JEB SHARP: No one would describe the earthquake in Haiti as a good thing, but it has provided a rare opportunity for Haitians who are living in the United States illegally. The federal government is allowing undocumented Haitians to apply for temporary protected status. That would allow them to get jobs, go to school and come out of the shadows. The World's Katy Clark met some Haitians in the Boston area who want to do just that.
KATY CLARK: It's a cool, rainy Saturday morning, but the Catholic Charities Office in Brockton, Massachusetts fills fasts with Haitians eager and sometimes scared to apply for temporary protected status. Some of the illegal immigrants here don't have all the paperwork they need to complete the application process. Others don't have the $470.00 fee the government requires to obtain work papers. Volunteer attorney Sheila Corkhill asks this woman if she's managed to scrape that money together.
SHEILA CORKHILL: Did you bring that today? Or would you, there is a possibility of applying for a fee waiver, but a fee waiver just means that they ask for a lot of documentation to show that you're unable to pay.
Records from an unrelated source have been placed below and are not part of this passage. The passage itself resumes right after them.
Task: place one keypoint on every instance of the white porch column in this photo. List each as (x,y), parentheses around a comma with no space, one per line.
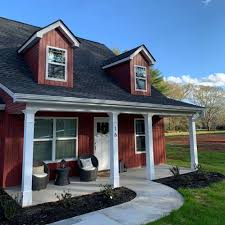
(26,187)
(150,167)
(193,143)
(114,153)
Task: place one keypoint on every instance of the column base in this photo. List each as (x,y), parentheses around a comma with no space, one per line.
(26,198)
(115,181)
(150,175)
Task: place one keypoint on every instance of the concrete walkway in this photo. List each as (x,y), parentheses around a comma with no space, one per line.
(153,201)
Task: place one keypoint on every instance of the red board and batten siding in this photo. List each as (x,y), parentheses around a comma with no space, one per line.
(12,143)
(36,58)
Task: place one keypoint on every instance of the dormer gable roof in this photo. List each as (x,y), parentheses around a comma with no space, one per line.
(39,34)
(128,55)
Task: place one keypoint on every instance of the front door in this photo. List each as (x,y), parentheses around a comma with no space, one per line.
(101,142)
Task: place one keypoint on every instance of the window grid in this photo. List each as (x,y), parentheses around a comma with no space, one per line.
(140,78)
(56,63)
(54,138)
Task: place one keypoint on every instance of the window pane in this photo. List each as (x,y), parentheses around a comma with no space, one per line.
(140,84)
(140,127)
(56,71)
(56,55)
(141,72)
(42,150)
(43,128)
(140,143)
(65,149)
(66,127)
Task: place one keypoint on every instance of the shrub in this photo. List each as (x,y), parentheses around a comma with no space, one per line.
(65,198)
(9,206)
(107,190)
(175,170)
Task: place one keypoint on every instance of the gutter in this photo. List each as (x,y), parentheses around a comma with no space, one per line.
(47,99)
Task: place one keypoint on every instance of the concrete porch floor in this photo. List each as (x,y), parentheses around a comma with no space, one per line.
(76,188)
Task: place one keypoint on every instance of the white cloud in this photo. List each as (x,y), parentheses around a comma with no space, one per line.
(216,79)
(206,2)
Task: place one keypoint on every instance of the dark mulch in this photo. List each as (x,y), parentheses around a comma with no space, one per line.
(54,211)
(195,179)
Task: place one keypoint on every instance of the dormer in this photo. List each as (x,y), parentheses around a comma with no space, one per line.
(49,54)
(131,70)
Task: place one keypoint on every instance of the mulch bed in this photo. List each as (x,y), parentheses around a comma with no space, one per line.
(54,211)
(195,179)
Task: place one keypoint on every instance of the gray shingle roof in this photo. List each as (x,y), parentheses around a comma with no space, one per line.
(90,80)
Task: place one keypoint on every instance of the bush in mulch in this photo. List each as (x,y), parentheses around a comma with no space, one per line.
(68,206)
(197,179)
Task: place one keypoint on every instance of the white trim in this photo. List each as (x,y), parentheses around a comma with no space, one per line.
(142,48)
(60,64)
(135,135)
(97,119)
(135,77)
(150,168)
(39,34)
(60,100)
(54,138)
(193,143)
(114,150)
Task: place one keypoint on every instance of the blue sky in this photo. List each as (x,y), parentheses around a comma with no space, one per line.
(187,37)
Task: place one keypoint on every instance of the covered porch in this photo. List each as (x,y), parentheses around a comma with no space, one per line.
(112,111)
(133,178)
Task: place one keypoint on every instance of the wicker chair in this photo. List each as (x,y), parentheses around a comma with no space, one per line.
(88,175)
(40,179)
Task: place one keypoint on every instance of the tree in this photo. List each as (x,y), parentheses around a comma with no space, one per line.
(157,81)
(212,98)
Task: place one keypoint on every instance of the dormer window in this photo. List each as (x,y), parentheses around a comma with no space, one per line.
(140,78)
(56,64)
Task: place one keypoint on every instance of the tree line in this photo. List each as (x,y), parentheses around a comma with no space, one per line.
(212,98)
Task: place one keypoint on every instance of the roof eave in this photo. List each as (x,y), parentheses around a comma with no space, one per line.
(39,34)
(47,99)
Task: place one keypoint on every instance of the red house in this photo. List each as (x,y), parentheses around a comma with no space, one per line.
(64,96)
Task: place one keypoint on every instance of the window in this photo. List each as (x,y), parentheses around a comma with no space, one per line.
(56,64)
(139,135)
(55,139)
(140,78)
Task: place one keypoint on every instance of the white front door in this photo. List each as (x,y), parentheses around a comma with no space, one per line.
(101,142)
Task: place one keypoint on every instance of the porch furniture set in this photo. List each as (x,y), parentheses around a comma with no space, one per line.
(88,169)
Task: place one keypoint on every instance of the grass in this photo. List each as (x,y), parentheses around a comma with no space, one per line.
(203,206)
(183,133)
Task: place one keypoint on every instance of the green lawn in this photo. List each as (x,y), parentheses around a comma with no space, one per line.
(203,206)
(182,133)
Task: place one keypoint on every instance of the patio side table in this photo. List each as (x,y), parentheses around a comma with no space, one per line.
(62,176)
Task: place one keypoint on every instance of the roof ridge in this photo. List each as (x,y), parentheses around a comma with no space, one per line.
(1,17)
(90,40)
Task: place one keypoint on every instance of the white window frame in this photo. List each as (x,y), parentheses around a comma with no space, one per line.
(138,135)
(54,138)
(54,63)
(136,89)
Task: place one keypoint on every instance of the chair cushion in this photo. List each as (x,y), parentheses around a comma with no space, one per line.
(38,169)
(87,164)
(89,168)
(40,175)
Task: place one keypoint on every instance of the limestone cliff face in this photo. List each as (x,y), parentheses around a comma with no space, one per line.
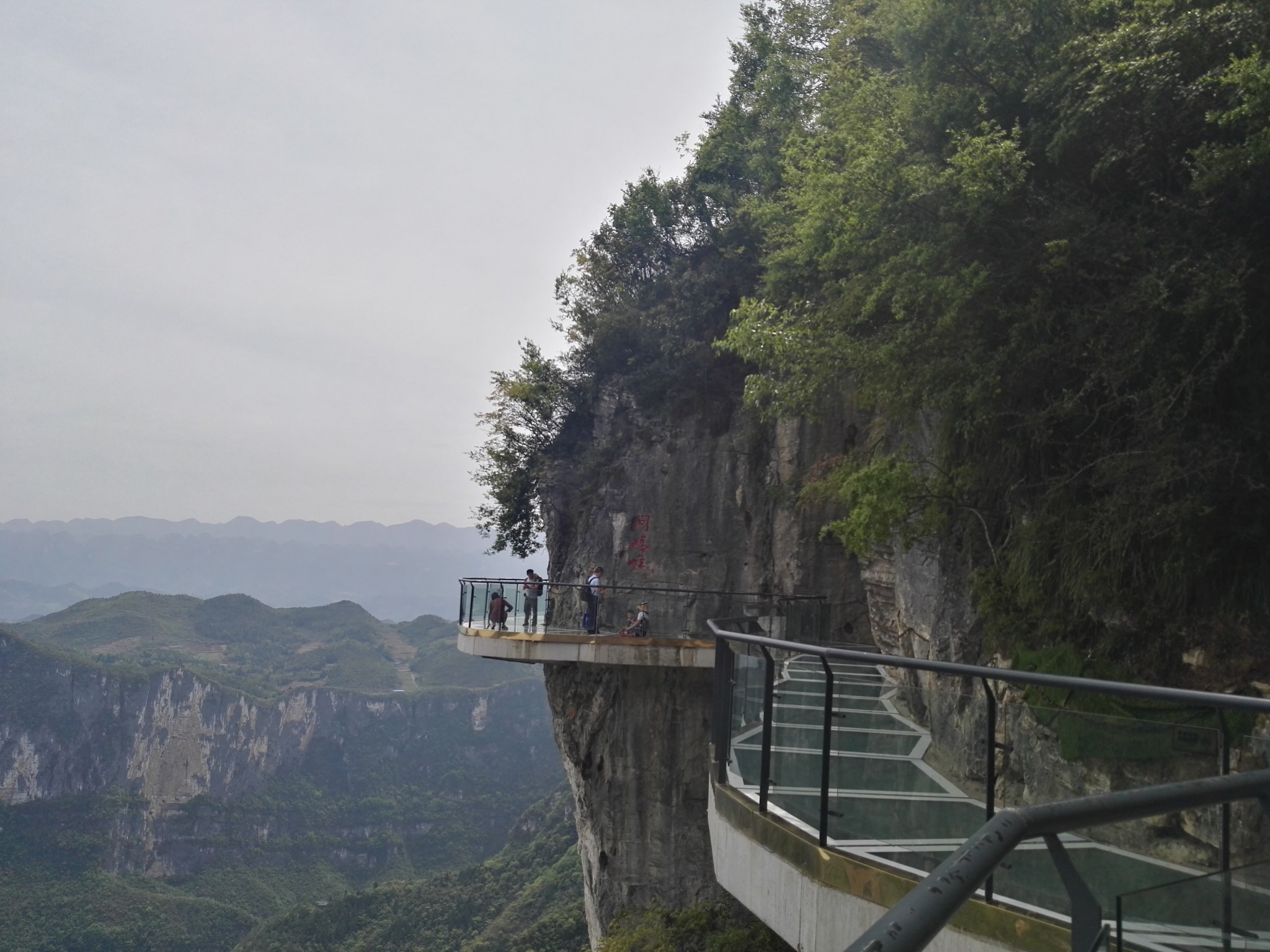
(174,739)
(709,501)
(920,607)
(706,501)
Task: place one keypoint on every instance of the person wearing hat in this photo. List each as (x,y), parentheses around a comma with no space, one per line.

CLARK: The Haitian woman says she'll have the money in a few days. Catholic Charities is here not to provide money, but to help in other ways. For instance, it's providing legal services free of charge. That's key to Haitians like this woman, who identifies herself only as Sondra. Sondra says one lawyer planned to charge her more than $1,000.00 on top of the government fee to help her apply for temporary protected status. Sondra lost her mother, three brothers and two adopted children in the earthquake. She says she would like to go to school here to become a nursing assistant and send money back to help rebuild Haiti. Another Haitian woman, Estaline, also says she wants to help her homeland, but she's not ready to return there just yet.
INTERPRETER: For now, I don't really see returning to Haiti. I'd rather see things get back to normal. At the present time my children can't go to school, so the focus is in getting life situated here first, then we'll go back.
CLARK: Temporary protected status is for Haitians who were in the United States illegally at the time of the quake. It allows them to work and study here for 18 months. What happens after that is anyone's guess. Sarah Mailander is an immigration attorney.
SARAH MAILANDER: People are definitely worried about what happens after those 18 months. Is the government going to deport them? We're telling them that historically, temporary protected status is renewed. It's not just for the initial period, but rather it's extended for sometimes up to ten years or more.
CLARK: Some say that temporary protected status is too generous. They argue that giving illegal immigrants that status is akin to giving them amnesty. Haitian American Jean-Riguel Ulysses doesn't see it that way. He teaches financial literacy to the underprivileged. Ulysses says Americans have an obligation to Haiti.
JEAN-RIGUEL ULYSSES: We occupied that country before. He have directly link with Haiti. The Haitians have no place to go mostly. Those who are here, they are affected one way or another. So I think looking deep into our heart, this is, in my opinion, the smallest thing to do, is to get them the legal status so they will not be co-dependent on us.
CLARK: More than 35,000 Haitian individuals and families have applied for temporary protected status. That number could go as high as 200,000 before the July deadline. Recently, though, there's been a nationwide slowdown on the number of Haitians seeking temporary protected status. Immigration attorney Sarah Mailander says the most eager group stepped forward immediately. She says other Haitians may be waiting to make sure that the first group gets its work papers before they apply for theirs. For The World this is Katy Clark, Brocton, Massachusetts.